Neden bilmiyorum ama şimdi hissetmiştim, o ulaşılmazdı. İlk tanıştığımızdan itibaren olan anılarımız aklıma gelmişti.
Neredeyse bir yıldır ondan hoşlanıyordum. Nayeon, ona şimdi söyle.
"Minhyuk oppa, b-ben...senden u-uzun zamandır...hoşlanıyorum."
Ona söyledim. Gergindim ama ona söyleyebilmiştim.
Şaşkın gözüküyordu ama devam ettim, "İlk tanıştığımızdan beri senden hoşlanıyorum."
Ona baktığımda suratında üzgün bir ifade vardı, "Üzgünüm Nayeon."
"Birisini 4 yıldan beri seviyorum ve geçenlerde beni kabul etti. Şu an çıkıyoruz." Minhyuk devam etti.
"Oh. Özür dilerim, sana itiraf etmekle aptallık ettim.''
Bunun olacağını biliyordum ama yinede acıtıyordu. "O zaman tebrik ederim."
"Teşekkürler Nayeon. Beni sevdiğin için de teşekkürler. Bu bir onur." Kafamı okşayarak söyledi.

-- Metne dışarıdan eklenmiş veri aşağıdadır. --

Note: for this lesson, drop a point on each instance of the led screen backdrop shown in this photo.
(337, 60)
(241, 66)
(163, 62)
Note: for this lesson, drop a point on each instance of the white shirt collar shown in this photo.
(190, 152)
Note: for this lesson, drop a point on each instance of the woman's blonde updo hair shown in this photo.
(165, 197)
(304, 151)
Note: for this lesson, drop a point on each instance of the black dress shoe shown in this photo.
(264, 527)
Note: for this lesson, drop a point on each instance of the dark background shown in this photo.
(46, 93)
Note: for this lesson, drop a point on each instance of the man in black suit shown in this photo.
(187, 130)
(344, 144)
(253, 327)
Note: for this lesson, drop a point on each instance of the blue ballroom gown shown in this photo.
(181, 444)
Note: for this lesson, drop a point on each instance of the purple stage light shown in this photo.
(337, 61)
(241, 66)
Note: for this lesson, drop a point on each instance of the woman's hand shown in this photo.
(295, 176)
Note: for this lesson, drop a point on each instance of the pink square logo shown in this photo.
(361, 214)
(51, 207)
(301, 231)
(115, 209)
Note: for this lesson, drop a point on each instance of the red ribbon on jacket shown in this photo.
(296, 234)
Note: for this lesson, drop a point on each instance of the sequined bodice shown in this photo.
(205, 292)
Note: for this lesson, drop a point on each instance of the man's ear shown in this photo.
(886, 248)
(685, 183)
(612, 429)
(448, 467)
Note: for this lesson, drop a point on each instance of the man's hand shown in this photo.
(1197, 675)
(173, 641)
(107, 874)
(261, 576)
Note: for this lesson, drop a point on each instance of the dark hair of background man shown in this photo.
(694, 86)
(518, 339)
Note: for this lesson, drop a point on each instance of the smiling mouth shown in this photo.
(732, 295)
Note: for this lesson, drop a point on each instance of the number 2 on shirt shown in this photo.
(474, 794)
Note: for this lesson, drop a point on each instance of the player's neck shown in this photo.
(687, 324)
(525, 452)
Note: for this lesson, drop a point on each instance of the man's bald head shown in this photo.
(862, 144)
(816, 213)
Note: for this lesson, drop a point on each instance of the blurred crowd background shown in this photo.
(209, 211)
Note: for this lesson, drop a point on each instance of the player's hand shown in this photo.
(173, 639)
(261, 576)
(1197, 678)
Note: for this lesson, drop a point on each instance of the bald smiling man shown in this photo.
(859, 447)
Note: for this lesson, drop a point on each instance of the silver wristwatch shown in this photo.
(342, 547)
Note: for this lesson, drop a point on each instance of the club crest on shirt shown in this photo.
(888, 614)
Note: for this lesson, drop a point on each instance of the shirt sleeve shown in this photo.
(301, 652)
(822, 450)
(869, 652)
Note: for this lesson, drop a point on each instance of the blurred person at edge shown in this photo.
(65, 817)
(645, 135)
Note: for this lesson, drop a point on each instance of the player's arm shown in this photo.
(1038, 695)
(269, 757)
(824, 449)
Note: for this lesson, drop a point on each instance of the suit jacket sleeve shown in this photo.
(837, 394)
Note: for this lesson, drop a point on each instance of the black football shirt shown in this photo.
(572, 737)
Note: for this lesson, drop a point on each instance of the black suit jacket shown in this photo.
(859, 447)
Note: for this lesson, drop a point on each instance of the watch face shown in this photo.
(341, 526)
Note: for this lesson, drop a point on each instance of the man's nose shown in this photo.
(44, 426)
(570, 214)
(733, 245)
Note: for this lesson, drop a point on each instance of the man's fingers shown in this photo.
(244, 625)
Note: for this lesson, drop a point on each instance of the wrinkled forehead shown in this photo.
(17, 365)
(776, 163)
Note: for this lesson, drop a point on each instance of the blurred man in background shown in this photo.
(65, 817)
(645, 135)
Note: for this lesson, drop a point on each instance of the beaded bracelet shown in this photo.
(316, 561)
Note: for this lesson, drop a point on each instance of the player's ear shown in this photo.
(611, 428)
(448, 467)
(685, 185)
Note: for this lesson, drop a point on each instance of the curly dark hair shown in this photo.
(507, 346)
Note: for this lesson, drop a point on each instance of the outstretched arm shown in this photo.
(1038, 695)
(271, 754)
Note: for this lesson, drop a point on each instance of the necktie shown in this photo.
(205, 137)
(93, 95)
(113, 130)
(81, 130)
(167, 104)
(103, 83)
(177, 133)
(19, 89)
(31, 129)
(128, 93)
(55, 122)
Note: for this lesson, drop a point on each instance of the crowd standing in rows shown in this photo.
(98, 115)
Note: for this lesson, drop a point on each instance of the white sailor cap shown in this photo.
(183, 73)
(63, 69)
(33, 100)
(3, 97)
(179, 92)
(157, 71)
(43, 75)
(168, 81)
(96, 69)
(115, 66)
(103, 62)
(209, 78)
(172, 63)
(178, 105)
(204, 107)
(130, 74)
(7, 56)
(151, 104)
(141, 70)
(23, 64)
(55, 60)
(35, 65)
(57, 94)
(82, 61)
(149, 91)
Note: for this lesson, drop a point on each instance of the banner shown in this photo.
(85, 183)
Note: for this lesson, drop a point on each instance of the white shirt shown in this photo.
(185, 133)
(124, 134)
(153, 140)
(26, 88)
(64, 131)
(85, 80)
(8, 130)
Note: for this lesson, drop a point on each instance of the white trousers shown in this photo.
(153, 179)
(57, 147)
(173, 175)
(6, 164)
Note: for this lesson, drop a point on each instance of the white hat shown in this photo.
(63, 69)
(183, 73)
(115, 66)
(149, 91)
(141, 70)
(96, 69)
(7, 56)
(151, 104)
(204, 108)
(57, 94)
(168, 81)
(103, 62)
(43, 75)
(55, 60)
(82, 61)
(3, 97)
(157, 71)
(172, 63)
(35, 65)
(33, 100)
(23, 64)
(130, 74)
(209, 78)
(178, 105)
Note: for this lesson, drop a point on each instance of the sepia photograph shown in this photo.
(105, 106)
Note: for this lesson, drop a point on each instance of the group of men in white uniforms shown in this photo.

"Gerçekten mi? Beni yanlış anlama ama senden daha iyi birisini bulacağım." Gülümseyerek söyledim.
"Cidden mi?" Güldü. "Bu konuda iyi şanslar."
"Her zaman oppan olarak kalabilirim, benim için hep küçük bir kız kardeş gibiydin." Bana bakarken devam etmişti.
"Peki."
"Pekala. Gitmem gerek. Başka bir şov için çekimlerim var. Görüşürüz Nayeon!" dedi.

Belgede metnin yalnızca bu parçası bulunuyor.